当時、KBS京都の番組『極上の京都』の構成を担当させてもらっていた。
京都在住の著名人が、わたし流の京都を案内するというもので、
伝統建築家の中村昌生さんが主役だった。
先生は、京都迎賓館の伝統的技能活用検討委員会委員長を務められ、
数寄屋大工平井家旧蔵の、
「小堀遠州好後藤勘兵衛宅茶室」(擁翠亭)を発見された方である。
番組で先生は曼殊院の数寄屋建築の美しさを語り、
宇治平等院向かいに建てられた茶室「対鳳庵」をめぐり、
千本通りにある銘木店を訪ねた。
京都を縦横無尽に歩く精力的な取材内容だった。
おれは撮影後も中村先生に懇意にしていただき、
先生が設計され、北山に建てられた茶室の建設現場にも出かけ、
三条のホテルで何度かお話を聞いたりした。
何らかの形でもう一度、先生を中心とした番組を制作したかった。
企画書も作成したのだが、結局のところ実現しなかった。
力不足である。
先生は2018年に91歳で亡くなられた。
「上野君、君が以前書いた企画の中村先生はご健在なの?」
先日、東京の番組プロデューサーから電話をもらった。
「いえ、あのう…3年前に亡くなられたのです」
「あゝ、そうか、そうなのか」
「……何かあるんでしょうか?」
「いや、ご健在ならちょっと考えたいことがあって。

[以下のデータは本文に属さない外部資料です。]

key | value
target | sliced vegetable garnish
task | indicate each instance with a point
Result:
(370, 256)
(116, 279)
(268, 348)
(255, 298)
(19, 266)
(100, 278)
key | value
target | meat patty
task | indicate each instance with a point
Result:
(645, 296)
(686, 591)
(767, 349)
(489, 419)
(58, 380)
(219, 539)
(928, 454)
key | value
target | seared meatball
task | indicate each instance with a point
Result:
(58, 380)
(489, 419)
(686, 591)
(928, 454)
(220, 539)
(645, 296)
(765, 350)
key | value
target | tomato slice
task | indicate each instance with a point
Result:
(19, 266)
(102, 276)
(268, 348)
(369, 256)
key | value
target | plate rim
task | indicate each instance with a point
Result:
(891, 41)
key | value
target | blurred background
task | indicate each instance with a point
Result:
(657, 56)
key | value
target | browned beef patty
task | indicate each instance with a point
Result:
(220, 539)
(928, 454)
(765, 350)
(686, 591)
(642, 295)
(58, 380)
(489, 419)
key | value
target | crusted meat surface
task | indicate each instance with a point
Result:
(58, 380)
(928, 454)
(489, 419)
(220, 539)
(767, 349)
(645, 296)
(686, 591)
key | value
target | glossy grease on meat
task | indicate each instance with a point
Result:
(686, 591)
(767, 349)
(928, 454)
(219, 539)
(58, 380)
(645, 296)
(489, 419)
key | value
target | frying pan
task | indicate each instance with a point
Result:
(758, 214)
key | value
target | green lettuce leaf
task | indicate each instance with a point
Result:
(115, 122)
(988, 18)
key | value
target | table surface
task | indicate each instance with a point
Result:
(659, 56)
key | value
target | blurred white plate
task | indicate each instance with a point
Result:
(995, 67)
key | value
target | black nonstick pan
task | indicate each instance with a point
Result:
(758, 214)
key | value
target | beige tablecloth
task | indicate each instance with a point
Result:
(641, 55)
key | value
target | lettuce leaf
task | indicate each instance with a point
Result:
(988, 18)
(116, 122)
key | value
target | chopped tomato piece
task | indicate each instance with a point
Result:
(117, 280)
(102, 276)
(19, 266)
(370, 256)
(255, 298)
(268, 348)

いや、それは失礼した」
「残念です……」
そんな会話だった。
常に好奇心とユーモアにあふれた表情で語ってくれた先生。
『極上の京都』という番組だけは残せたが、もう一つ作りたかったな。
この番組のナレーションを担当されていた、
五万回斬られた男、福本清三さんも2021年の元日、見罷れた。
合掌。
☆
「極上の京都」2013年 01月 28日
構成で手伝っているTV番組「極上の京都」(KBS京都)が、
本日の夜、オンエアされます。
京都在住の著名人が「私の京都」を紹介するという内容で、
今回は伝統建築家の中村昌生氏が案内人です。
御年85歳。とても元気な先生で、内容も充実しています。
もし視聴できる環境にあれば、ぜひ見て下さい。
KBS京都 1月28日(月)20:55〜21:20
三重テレビ 2月2日(土)12:00〜12:25
テレビ埼玉 2月17日(日)12:30〜12:55
BS-TwellV 1月30日(水)26:30〜26:55
2月1日(金)21:30〜21:55
今回登場される銘木店「松文商店」のご主人が、
HPで撮影内容をアップされています。
こちらもご覧下さい。
https://ameblo.jp/ege399/entry-11435376533.html
ナレーションは、「斬られ役」で有名な福本清三さんです。